* * * * *
Bob Fitzsimmons stopped off at our town, with his show. Though I couldn’t afford to attend the performance, I did race down to the station, go up to him, and ask the privilege of a handshake.
His huge, freckled ham of a hand closed over mine in a friendly manner ... which disappeared up to the wrist. He exchanged a few, simple, shy words with me from a mouth smashed to shapelessness by many blows. He smiled gently, with kind eyes.
I was prouder of this greeting than of all my growing associations with well-known literary figures. And I boasted to the boys of meeting “Bob” ... inventing what I said to “Bob” and what “Bob” said to me, ad infinitum.
* * * * *
Though the great athlete shared my admiration with the great writer, yet my staying awake at night writing, my but one meal a day, usually,—except when I was invited out to a fraternity house or the house of a professor—and my incessant drinking of coffee and coco-cola to keep my ideas whipped up—all these things incapacitated me from attaining any high place in athletic endeavour. I was fair at boxing and could play a good scrub game of football. But my running, on which I prided myself most—I entered for the two-mile, one field day, and won only third place. I had gone back in form since Hebron days.
Dr. Gunning, head of our physical instruction, informed me that, exercise as I might, I could never hope to be stronger or put on more weight ... “you had too many hardships and privations in your growing years ... and you are of too nervous a temperament.”
* * * * *
But my love for Vanna had regularised me somewhat. I discarded my sandals and bought Oxford ties. And I preserved a crease in my trousers by laying them, folded carefully, under my mattress every night. And I took to wearing shirts with white linen collars....
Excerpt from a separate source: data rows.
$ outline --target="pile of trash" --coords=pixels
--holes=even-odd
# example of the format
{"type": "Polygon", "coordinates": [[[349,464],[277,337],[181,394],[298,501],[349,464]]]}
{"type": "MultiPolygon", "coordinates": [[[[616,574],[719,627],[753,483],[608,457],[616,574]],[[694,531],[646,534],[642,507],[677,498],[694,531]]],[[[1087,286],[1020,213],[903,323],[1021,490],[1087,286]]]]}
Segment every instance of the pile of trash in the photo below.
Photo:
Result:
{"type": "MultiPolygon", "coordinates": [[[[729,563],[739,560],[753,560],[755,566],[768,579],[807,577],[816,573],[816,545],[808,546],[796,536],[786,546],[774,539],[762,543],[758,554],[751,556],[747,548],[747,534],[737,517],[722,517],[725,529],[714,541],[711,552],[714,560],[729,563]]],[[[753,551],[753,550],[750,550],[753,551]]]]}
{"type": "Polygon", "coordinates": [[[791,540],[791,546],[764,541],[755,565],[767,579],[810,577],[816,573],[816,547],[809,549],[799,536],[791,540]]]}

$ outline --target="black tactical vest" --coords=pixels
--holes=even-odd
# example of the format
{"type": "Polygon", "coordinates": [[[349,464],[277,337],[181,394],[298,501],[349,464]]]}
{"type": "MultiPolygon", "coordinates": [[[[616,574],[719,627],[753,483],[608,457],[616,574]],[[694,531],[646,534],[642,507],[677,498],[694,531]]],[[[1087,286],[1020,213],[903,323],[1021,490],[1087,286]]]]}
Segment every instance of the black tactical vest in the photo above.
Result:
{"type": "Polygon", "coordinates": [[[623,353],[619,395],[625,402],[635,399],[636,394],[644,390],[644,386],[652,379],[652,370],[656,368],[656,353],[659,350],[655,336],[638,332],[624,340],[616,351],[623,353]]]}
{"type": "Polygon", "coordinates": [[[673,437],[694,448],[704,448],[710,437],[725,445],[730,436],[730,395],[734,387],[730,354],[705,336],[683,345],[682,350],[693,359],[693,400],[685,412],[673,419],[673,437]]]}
And I kept a picture of the girl I adored, secretly, among my manuscripts—it was one I had begged of “Con” Cummins, frankly taking him into my confidence as to my state of heart toward Vanna. Which confidence “Con” never abused, though it might have afforded endless fields of fun.
“Con” framed the picture for me.
When alone with it, I often actually knelt to it, as to a holy image. And I kissed and kissed it, till it was quite faded away.
* * * * *
Emma Silverman, the great anarchist leader, came to Laurel, with her manager, Jack Leitman. I went to the Bellman House, the town’s swellest hotel, to see her. I had never met her but had long admired her for her activities and bravery.